Thursday, July 23, 2015

Do My Own S Corporation Taxes

S corporations generally have easier tax returns than C corporations.


An S corporation is a small corporation that passes through gains and losses directly to its employees. Many S corporations have only the owner as a shareholder, and in no case can they exceed 99 employees. Tax returns for S corporations are generally easier to complete than for C corporations, but they can be more complicated than those for sole proprietorships or partnerships.


Instructions


1. Compile financial records. Before you can complete your S corporation tax return, you need to have a listing of all of your business income and expenses.


2. Read the instructions for Form 1120S. The IRS tax return form for S corporations can be lengthy and complicated, and if you are not working with a tax adviser, it is imperative that you read and follow the IRS instructions for the form.


3. List your income on Form 1120S. Line 1c is for gross receipts from sales, less any returns. Cost of goods sold goes on line 2, after being computed on the worksheet on page 2. Calculate your gross profit by subtracting line 2 from line 1c. Gains or losses from any property sales must first be computed on Form 4797, then transferred to line 4 of Form 1120S. After adding in any other income, you can compute your total income on line 6.


4. Enter your deductions. Allowable deductions for S corporations include bad debts, rents, taxes and license, depreciation not included elsewhere, depletion, advertising, pension and profit-sharing plans, employee benefit programs, salaries and wages, compensation of officers, repairs and maintenance, interest and other deductions. Ordinary business income appears on line 21. Compute this figure by subtracting your deductions from your total income.
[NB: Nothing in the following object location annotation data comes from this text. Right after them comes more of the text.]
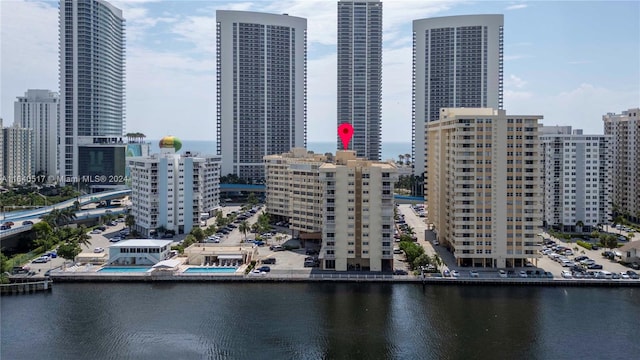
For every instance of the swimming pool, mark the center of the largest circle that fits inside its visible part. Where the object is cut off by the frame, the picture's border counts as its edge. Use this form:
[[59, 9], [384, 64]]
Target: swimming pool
[[210, 270], [124, 269]]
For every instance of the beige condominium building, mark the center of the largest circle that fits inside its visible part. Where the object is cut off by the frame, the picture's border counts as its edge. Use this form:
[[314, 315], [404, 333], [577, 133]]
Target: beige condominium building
[[358, 214], [484, 185], [294, 191], [624, 129]]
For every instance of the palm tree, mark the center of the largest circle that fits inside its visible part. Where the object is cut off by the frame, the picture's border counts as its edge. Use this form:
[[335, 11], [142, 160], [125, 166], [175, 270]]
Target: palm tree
[[80, 236], [407, 158], [244, 227], [130, 221]]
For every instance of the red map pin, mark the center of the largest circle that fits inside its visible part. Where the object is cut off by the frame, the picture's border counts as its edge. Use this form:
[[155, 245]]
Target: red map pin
[[345, 131]]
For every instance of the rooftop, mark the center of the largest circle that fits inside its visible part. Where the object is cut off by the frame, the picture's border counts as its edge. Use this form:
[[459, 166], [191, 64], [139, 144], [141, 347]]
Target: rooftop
[[142, 243]]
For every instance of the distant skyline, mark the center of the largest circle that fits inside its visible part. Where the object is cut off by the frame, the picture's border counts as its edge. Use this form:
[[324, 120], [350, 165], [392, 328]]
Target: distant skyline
[[571, 62]]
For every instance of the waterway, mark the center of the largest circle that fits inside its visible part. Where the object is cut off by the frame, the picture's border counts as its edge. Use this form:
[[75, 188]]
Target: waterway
[[320, 321]]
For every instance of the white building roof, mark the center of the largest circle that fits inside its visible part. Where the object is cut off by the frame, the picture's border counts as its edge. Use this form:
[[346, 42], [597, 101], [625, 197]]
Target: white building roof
[[142, 243], [167, 264]]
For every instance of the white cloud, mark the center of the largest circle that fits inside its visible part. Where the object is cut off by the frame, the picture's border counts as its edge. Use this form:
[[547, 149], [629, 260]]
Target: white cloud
[[515, 82], [581, 107], [516, 7], [29, 55]]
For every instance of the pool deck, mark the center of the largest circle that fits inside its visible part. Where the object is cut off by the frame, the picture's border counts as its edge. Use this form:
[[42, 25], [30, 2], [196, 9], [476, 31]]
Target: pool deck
[[164, 276]]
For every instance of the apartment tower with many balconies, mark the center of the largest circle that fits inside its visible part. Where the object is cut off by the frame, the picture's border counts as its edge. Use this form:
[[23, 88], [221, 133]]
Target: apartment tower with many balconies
[[92, 94], [485, 185], [457, 62], [577, 179], [38, 110], [171, 191], [358, 224], [624, 129], [360, 74], [294, 193], [261, 86]]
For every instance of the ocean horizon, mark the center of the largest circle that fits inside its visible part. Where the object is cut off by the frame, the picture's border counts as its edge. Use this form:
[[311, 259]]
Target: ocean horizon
[[390, 150]]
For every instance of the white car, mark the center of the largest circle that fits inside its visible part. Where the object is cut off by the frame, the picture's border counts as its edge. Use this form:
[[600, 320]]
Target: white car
[[624, 275]]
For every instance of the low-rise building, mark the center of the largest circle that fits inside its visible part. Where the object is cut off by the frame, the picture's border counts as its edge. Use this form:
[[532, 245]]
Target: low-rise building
[[139, 252], [205, 254]]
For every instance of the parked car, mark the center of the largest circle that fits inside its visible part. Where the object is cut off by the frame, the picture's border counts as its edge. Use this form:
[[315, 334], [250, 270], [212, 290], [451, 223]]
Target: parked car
[[41, 260]]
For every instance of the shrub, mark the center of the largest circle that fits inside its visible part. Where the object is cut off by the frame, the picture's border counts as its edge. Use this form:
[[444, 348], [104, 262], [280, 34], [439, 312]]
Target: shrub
[[584, 244]]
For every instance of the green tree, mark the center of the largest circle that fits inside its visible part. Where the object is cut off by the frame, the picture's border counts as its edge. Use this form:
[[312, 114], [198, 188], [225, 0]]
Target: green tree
[[197, 233], [69, 251], [130, 221], [610, 241], [188, 241], [244, 228], [210, 230], [411, 250], [4, 263], [220, 220], [422, 260], [252, 199]]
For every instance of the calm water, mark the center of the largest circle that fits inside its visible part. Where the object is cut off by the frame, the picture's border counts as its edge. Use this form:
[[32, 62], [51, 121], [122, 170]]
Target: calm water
[[390, 150], [320, 321]]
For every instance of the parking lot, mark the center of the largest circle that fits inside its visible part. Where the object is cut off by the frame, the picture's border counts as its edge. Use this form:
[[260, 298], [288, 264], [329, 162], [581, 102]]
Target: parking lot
[[541, 265]]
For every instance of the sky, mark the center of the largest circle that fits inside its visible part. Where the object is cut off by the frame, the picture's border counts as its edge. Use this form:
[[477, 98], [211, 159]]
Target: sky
[[569, 61]]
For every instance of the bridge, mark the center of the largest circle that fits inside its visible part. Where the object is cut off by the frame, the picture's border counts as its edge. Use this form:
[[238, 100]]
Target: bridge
[[34, 215]]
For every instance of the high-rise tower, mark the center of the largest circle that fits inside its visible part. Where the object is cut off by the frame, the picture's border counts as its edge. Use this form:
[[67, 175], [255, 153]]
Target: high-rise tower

5. Compute your tax. Based on your business income, Schedule D of Form 1120S will show your tentative tax. Excess net passive income and LIFO (last-in, first-out) recapture tax must be added to this amount. Subtract any previous year's overpayments or any estimated tax payments made. If necessary, follow the IRS instructions to compute any estimated tax penalty. The total of these amounts will be your tax liability or overpayment amount.


6. Sign your return. The IRS does not consider any return filed without a signature to be valid.